There has been many tax changes in the residential property. The Inland Revenue Department's (IRD) focus is to educate everyone in terms of Property Sales, Bright-line, Interest Limitation, and the Purchase of New Builds.

The IRD seen many disparities in these areas, and their focus is a review of all property transactions. They are also focusing on offshore compliance and international tax affairs, to ensure the taxpayers who have offshore income is reported correctly in the tax returns.

 Bright Line Tax 

Bright line tax guide. The IRD has published the guide (IR1227). The bright line tax is changed multiple times over the years. The rules are quite complex depending on which date the property is purchased different rules apply. The bright-line property rule applies to residential property purchased or acquired on or after:

a. 1 October 2015 through to 28 March 2018 and sold within 2 years.
b. 29 March 2018 through to 26 March 2021 and sold within 5 years.
c. 27 March 2021 and sold within 5 years to the extent the property has a qualifying 'new build' on it when sold or 10 years for all other properties

 

Interest Limitation Rules

In general rule of thumb, the new rules are applied to interest on debt to purchase or operate residential investment property, which is primarily residential property rented to tenants.

Exclusions:

  1. Land outside New Zealand
  2. Employee accommodation.
  3. Farmland
  4. Care facilities, hospital, nursing homes etc
  5. Commercial accommodation: hotel, motels etc
  6. Retirement villages and rest homes
  7. Main home

Definition of New Build

The Government has decided that “new- build” residential properties should be exempted from the proposed new interest limitation rules and subject to a  five-year bright-line test (rather than a ten-year test). New build is defined as:

  • A dwelling is added to vacant land
  • An additional dwelling is added to a property, whether standalone or attached
  • A dwelling(or multiple dwellings) replaces an existing dwelling.
  • Renovating existing dwelling to create two or more dwellings.

Key points of new rule

  • When a property is sold within bright line period. Revenue account rules may apply. Properties taxed on sale under the bright-line rules are held on revenue account only once it is known that they will be sold within the bright-line period. They are not held on revenue account otherwise.
  • The Government has agreed in principle that property developers should be provided an exemption from the interest limitation rules.
  • The development exemption is intended to cover:
    • land being developed by persons in the business of developing or dealing land or erecting buildings (captured under section CB 7 of the Income Tax Act 2007), and
    • other developments which may not be covered under section CB 7 but contribute to the creation of a new build.
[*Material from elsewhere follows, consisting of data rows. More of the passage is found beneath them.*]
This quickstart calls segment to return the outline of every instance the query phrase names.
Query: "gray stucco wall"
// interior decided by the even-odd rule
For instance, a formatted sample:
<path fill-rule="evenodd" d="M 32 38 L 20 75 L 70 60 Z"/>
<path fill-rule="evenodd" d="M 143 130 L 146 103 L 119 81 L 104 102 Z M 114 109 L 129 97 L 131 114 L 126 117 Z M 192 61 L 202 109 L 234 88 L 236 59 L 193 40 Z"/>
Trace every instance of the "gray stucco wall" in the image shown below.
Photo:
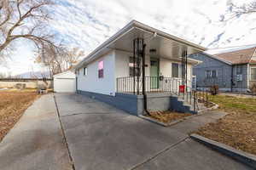
<path fill-rule="evenodd" d="M 232 65 L 224 62 L 209 57 L 205 54 L 195 54 L 189 56 L 202 61 L 202 63 L 196 65 L 193 68 L 193 75 L 196 76 L 196 85 L 198 88 L 209 88 L 212 85 L 218 85 L 220 88 L 231 89 L 231 72 Z M 247 88 L 247 65 L 242 65 L 242 76 L 241 82 L 236 81 L 236 65 L 233 65 L 233 90 L 235 88 Z M 216 78 L 207 78 L 207 71 L 217 71 Z"/>
<path fill-rule="evenodd" d="M 143 114 L 143 96 L 116 93 L 115 96 L 105 95 L 91 92 L 78 91 L 90 98 L 105 102 L 116 108 L 135 116 Z M 177 97 L 168 94 L 154 94 L 147 96 L 148 110 L 159 111 L 174 110 L 180 112 L 191 112 L 190 107 L 183 105 Z M 193 111 L 192 111 L 193 112 Z M 194 113 L 194 112 L 193 112 Z"/>

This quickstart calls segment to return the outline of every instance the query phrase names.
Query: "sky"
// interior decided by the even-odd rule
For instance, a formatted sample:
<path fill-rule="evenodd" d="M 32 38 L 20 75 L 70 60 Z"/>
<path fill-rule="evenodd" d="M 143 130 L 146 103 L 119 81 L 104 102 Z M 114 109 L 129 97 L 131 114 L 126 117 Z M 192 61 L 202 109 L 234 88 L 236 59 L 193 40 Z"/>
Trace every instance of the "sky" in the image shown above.
<path fill-rule="evenodd" d="M 255 44 L 256 14 L 227 20 L 228 3 L 250 0 L 56 0 L 52 31 L 68 47 L 89 54 L 132 20 L 208 48 Z M 28 42 L 19 42 L 8 67 L 13 75 L 41 71 Z"/>

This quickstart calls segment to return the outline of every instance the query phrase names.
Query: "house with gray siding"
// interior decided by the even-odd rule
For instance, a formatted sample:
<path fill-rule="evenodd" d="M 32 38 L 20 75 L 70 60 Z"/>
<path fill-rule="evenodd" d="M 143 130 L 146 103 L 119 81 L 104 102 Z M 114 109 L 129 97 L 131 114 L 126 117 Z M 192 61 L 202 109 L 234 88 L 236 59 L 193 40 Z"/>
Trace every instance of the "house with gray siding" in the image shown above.
<path fill-rule="evenodd" d="M 256 83 L 255 48 L 191 55 L 190 58 L 202 61 L 193 68 L 196 87 L 208 88 L 218 85 L 221 91 L 250 91 L 250 87 Z"/>

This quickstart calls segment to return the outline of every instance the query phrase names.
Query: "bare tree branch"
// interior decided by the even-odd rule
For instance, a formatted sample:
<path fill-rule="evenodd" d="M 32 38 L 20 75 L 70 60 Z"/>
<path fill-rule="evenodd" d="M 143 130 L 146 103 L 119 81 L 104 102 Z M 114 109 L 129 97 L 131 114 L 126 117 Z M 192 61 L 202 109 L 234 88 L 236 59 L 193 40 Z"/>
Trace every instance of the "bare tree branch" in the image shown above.
<path fill-rule="evenodd" d="M 53 0 L 1 0 L 0 54 L 20 38 L 33 42 L 38 54 L 45 46 L 58 48 L 55 35 L 46 31 L 51 20 L 49 7 L 52 5 Z"/>
<path fill-rule="evenodd" d="M 249 14 L 256 12 L 256 1 L 244 3 L 243 5 L 236 5 L 233 3 L 229 3 L 229 10 L 231 14 L 230 19 L 239 17 L 243 14 Z"/>

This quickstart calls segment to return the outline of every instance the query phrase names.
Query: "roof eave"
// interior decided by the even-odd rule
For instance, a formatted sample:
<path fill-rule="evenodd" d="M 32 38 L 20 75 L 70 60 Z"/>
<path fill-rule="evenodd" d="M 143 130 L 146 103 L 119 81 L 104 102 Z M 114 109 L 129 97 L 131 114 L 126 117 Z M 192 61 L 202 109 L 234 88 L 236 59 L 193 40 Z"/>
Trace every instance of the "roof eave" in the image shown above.
<path fill-rule="evenodd" d="M 168 39 L 172 39 L 174 40 L 176 42 L 178 42 L 180 43 L 183 44 L 186 44 L 189 46 L 191 46 L 195 48 L 197 48 L 200 51 L 205 51 L 207 48 L 199 46 L 195 43 L 188 42 L 186 40 L 181 39 L 179 37 L 172 36 L 170 34 L 167 34 L 166 32 L 163 32 L 160 30 L 157 30 L 155 28 L 150 27 L 148 26 L 146 26 L 143 23 L 140 23 L 137 20 L 131 20 L 130 23 L 128 23 L 124 28 L 122 28 L 121 30 L 119 30 L 117 33 L 115 33 L 113 36 L 112 36 L 109 39 L 108 39 L 107 41 L 105 41 L 103 43 L 102 43 L 99 47 L 97 47 L 95 50 L 93 50 L 90 54 L 89 54 L 82 61 L 80 61 L 77 65 L 74 66 L 74 69 L 78 69 L 80 68 L 81 66 L 83 66 L 83 65 L 89 63 L 90 60 L 93 60 L 94 56 L 96 56 L 96 54 L 101 52 L 102 50 L 103 50 L 104 48 L 106 48 L 108 45 L 110 45 L 113 42 L 114 42 L 117 38 L 122 37 L 124 34 L 125 34 L 127 31 L 129 31 L 130 30 L 132 30 L 134 28 L 140 28 L 143 29 L 144 31 L 150 31 L 152 33 L 157 33 L 159 36 L 166 37 Z"/>

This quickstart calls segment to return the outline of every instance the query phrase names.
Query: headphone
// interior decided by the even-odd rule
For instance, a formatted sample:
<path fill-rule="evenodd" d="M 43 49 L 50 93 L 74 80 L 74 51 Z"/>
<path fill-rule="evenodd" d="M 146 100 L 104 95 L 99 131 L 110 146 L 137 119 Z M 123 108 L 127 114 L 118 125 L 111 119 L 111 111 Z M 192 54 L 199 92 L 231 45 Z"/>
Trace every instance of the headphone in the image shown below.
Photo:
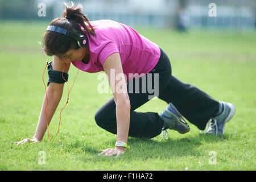
<path fill-rule="evenodd" d="M 77 44 L 80 47 L 84 48 L 88 44 L 88 38 L 85 34 L 84 35 L 79 35 L 67 29 L 52 25 L 48 26 L 46 31 L 55 32 L 69 36 L 77 41 Z"/>

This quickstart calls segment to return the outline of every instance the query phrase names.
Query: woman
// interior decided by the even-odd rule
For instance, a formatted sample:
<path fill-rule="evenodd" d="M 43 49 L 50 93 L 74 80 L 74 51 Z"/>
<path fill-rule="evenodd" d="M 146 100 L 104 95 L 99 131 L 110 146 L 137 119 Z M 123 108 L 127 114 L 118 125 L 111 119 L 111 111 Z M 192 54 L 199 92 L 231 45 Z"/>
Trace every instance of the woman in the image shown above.
<path fill-rule="evenodd" d="M 123 154 L 129 148 L 129 136 L 151 138 L 167 129 L 188 132 L 182 115 L 200 130 L 208 123 L 206 134 L 223 134 L 225 123 L 234 114 L 233 105 L 216 101 L 172 76 L 169 59 L 158 46 L 123 24 L 109 20 L 89 22 L 81 6 L 66 5 L 63 18 L 50 23 L 43 42 L 46 54 L 53 56 L 52 64 L 48 66 L 46 109 L 49 121 L 61 98 L 71 63 L 88 72 L 104 71 L 108 76 L 114 97 L 97 111 L 95 120 L 101 127 L 117 134 L 117 142 L 114 148 L 105 150 L 102 155 Z M 167 107 L 160 114 L 135 111 L 153 97 L 149 97 L 152 90 L 147 89 L 151 84 L 159 93 L 155 96 L 165 101 Z M 118 92 L 118 88 L 122 92 Z M 46 102 L 45 98 L 32 139 L 17 144 L 43 139 L 48 126 Z"/>

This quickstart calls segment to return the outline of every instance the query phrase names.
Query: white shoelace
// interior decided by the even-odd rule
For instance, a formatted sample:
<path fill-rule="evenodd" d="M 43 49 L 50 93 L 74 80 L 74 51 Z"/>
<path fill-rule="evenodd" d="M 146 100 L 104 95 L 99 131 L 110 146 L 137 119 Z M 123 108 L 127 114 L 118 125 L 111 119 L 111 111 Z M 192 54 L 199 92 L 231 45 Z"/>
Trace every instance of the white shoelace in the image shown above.
<path fill-rule="evenodd" d="M 217 125 L 217 121 L 214 118 L 211 118 L 207 123 L 208 130 L 207 130 L 207 132 L 211 132 L 214 127 L 215 127 L 215 130 L 216 130 L 216 136 L 218 136 L 218 125 Z"/>

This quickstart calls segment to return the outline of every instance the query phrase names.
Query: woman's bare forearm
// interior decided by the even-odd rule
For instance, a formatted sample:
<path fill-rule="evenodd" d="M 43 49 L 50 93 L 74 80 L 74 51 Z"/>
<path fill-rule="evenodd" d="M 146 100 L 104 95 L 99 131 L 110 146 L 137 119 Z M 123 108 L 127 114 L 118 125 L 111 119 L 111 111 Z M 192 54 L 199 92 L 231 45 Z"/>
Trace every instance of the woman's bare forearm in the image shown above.
<path fill-rule="evenodd" d="M 129 101 L 117 102 L 117 140 L 126 143 L 130 126 L 130 107 Z"/>
<path fill-rule="evenodd" d="M 51 84 L 50 84 L 51 85 Z M 46 113 L 47 114 L 48 125 L 49 124 L 54 113 L 61 98 L 63 90 L 58 90 L 55 92 L 51 92 L 49 89 L 47 89 L 47 98 L 44 96 L 44 101 L 41 108 L 41 112 L 38 119 L 36 130 L 34 135 L 34 138 L 36 138 L 39 140 L 42 140 L 44 136 L 44 133 L 47 129 L 47 118 L 46 115 L 46 104 L 47 103 L 46 107 Z"/>

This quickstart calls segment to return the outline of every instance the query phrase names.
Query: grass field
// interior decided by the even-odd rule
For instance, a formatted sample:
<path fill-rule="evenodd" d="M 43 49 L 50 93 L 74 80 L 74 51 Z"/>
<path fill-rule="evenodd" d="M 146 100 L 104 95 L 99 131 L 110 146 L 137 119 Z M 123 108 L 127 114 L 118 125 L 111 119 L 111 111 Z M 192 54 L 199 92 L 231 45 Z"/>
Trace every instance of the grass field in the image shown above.
<path fill-rule="evenodd" d="M 31 137 L 44 93 L 42 75 L 46 61 L 38 44 L 46 23 L 2 22 L 0 27 L 0 169 L 1 170 L 255 170 L 256 32 L 191 31 L 179 34 L 138 28 L 169 55 L 173 75 L 196 85 L 218 100 L 235 104 L 234 117 L 222 137 L 205 136 L 191 125 L 191 132 L 170 131 L 169 139 L 129 138 L 131 149 L 119 159 L 99 156 L 113 146 L 115 135 L 98 127 L 94 113 L 111 94 L 97 92 L 98 73 L 80 72 L 61 130 L 52 143 L 16 146 Z M 77 69 L 72 67 L 69 84 Z M 45 78 L 47 79 L 46 74 Z M 57 130 L 59 112 L 50 126 Z M 158 99 L 138 110 L 160 113 L 166 104 Z M 40 151 L 45 164 L 38 163 Z M 211 164 L 212 152 L 216 164 Z"/>

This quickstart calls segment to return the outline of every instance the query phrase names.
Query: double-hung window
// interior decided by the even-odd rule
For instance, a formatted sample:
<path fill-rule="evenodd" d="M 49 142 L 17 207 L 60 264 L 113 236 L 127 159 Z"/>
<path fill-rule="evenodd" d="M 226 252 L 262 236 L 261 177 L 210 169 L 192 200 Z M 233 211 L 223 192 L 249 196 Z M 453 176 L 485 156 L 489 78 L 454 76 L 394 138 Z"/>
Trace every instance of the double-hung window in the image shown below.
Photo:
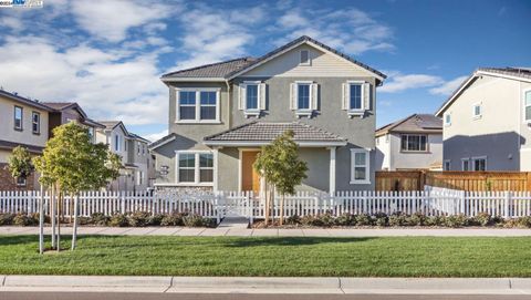
<path fill-rule="evenodd" d="M 177 152 L 177 183 L 211 185 L 214 183 L 214 154 L 210 152 Z"/>
<path fill-rule="evenodd" d="M 31 132 L 33 134 L 41 133 L 41 114 L 38 112 L 31 113 Z"/>
<path fill-rule="evenodd" d="M 428 137 L 421 134 L 403 134 L 400 149 L 403 152 L 427 152 Z"/>
<path fill-rule="evenodd" d="M 177 89 L 177 122 L 219 122 L 218 89 Z"/>
<path fill-rule="evenodd" d="M 369 152 L 351 149 L 351 184 L 369 184 Z"/>
<path fill-rule="evenodd" d="M 531 90 L 523 93 L 524 117 L 525 122 L 531 122 Z"/>
<path fill-rule="evenodd" d="M 487 157 L 472 157 L 472 169 L 473 170 L 487 170 Z"/>
<path fill-rule="evenodd" d="M 14 130 L 22 131 L 22 114 L 23 110 L 20 106 L 14 106 L 13 117 L 14 117 Z"/>

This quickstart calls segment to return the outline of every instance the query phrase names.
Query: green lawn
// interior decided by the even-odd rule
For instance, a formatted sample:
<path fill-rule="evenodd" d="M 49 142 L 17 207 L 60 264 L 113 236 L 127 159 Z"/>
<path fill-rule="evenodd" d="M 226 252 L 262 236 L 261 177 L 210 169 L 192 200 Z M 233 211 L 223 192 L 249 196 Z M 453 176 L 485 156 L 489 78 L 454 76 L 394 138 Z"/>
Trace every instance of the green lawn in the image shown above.
<path fill-rule="evenodd" d="M 91 236 L 37 249 L 35 236 L 0 236 L 0 273 L 531 277 L 531 238 Z"/>

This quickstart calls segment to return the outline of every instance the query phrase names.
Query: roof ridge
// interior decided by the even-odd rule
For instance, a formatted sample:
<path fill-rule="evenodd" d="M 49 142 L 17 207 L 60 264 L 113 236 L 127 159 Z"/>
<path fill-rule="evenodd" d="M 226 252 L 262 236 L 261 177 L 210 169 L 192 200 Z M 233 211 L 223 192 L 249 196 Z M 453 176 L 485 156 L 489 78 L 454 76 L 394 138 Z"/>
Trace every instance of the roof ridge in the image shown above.
<path fill-rule="evenodd" d="M 253 59 L 253 58 L 252 58 L 252 56 L 242 56 L 242 58 L 231 59 L 231 60 L 228 60 L 228 61 L 214 62 L 214 63 L 202 64 L 202 65 L 192 66 L 192 68 L 188 68 L 188 69 L 181 69 L 181 70 L 177 70 L 177 71 L 174 71 L 174 72 L 169 72 L 169 73 L 163 74 L 163 77 L 170 76 L 170 75 L 175 75 L 175 74 L 181 73 L 181 72 L 195 71 L 195 70 L 202 69 L 202 68 L 215 66 L 215 65 L 219 65 L 219 64 L 223 64 L 223 63 L 230 63 L 230 62 L 236 62 L 236 61 L 240 61 L 240 60 L 246 60 L 246 61 L 247 61 L 247 60 L 249 60 L 249 59 Z"/>

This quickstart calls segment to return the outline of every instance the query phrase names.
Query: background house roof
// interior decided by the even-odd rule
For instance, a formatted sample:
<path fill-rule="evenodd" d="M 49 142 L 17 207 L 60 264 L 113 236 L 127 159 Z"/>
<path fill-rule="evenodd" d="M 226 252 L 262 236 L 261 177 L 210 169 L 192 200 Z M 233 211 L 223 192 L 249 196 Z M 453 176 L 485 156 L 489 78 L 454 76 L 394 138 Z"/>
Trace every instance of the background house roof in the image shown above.
<path fill-rule="evenodd" d="M 165 79 L 171 77 L 226 77 L 235 71 L 239 71 L 249 65 L 254 58 L 240 58 L 230 61 L 200 65 L 191 69 L 185 69 L 163 75 Z"/>
<path fill-rule="evenodd" d="M 376 136 L 396 133 L 442 133 L 442 120 L 433 114 L 413 114 L 376 130 Z"/>
<path fill-rule="evenodd" d="M 205 137 L 209 142 L 271 142 L 285 131 L 293 131 L 295 142 L 346 142 L 345 138 L 299 122 L 251 122 Z"/>

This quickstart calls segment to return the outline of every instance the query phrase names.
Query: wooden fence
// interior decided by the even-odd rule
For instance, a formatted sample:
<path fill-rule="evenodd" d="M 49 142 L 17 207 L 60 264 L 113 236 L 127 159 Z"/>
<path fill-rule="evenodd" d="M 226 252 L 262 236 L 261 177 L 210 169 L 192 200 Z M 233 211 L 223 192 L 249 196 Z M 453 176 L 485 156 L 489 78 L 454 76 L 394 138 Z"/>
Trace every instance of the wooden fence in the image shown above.
<path fill-rule="evenodd" d="M 1 192 L 0 213 L 32 214 L 38 211 L 41 199 L 38 192 Z M 44 195 L 48 214 L 50 197 Z M 73 199 L 65 197 L 62 203 L 65 216 L 73 210 Z M 146 211 L 149 214 L 189 213 L 218 221 L 223 217 L 240 216 L 251 221 L 264 217 L 264 199 L 253 193 L 223 192 L 217 194 L 178 193 L 84 193 L 80 197 L 80 215 L 88 217 L 101 213 Z M 448 188 L 429 187 L 415 192 L 299 192 L 288 196 L 284 210 L 280 211 L 280 196 L 274 196 L 273 216 L 306 216 L 331 214 L 387 215 L 421 213 L 427 216 L 456 215 L 476 216 L 487 213 L 506 218 L 531 216 L 530 192 L 464 192 Z"/>
<path fill-rule="evenodd" d="M 425 186 L 469 192 L 530 190 L 528 172 L 376 172 L 376 190 L 423 190 Z"/>

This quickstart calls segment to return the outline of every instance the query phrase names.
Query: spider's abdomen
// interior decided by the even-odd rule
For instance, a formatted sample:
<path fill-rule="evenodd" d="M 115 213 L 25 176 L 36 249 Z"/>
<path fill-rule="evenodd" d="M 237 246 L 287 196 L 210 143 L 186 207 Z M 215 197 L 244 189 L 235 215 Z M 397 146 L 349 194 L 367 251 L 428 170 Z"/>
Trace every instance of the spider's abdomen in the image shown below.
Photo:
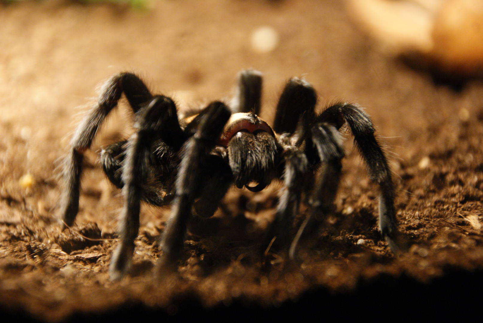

For example, persons undertaking a one-off development or developing properties to rent out themselves (if they are not already in the business of developing or dealing in land or erecting buildings).
    • Interest deductibility permission shall be allowed on debt relating to residential investment property, the debt is used for subdivision, development or erecting a new build, and the activity is carried out for the purpose of creating one or more new builds.
  • The discussion is being done to discuss properties related to remediation work.

 

*The above article is a high-level explanation of the methods of calculation, and there may be other technicalities/rules that are applicable. The complexity of the calculations can also vary. Please reach out to us if you have specific questions regarding your situation.

 

Please note that the above does not constitute specific tax advice and only intends to be a general advice. If you require specific advice related to your situation, please reach out to our tax consultant using the ‘contact us’ option.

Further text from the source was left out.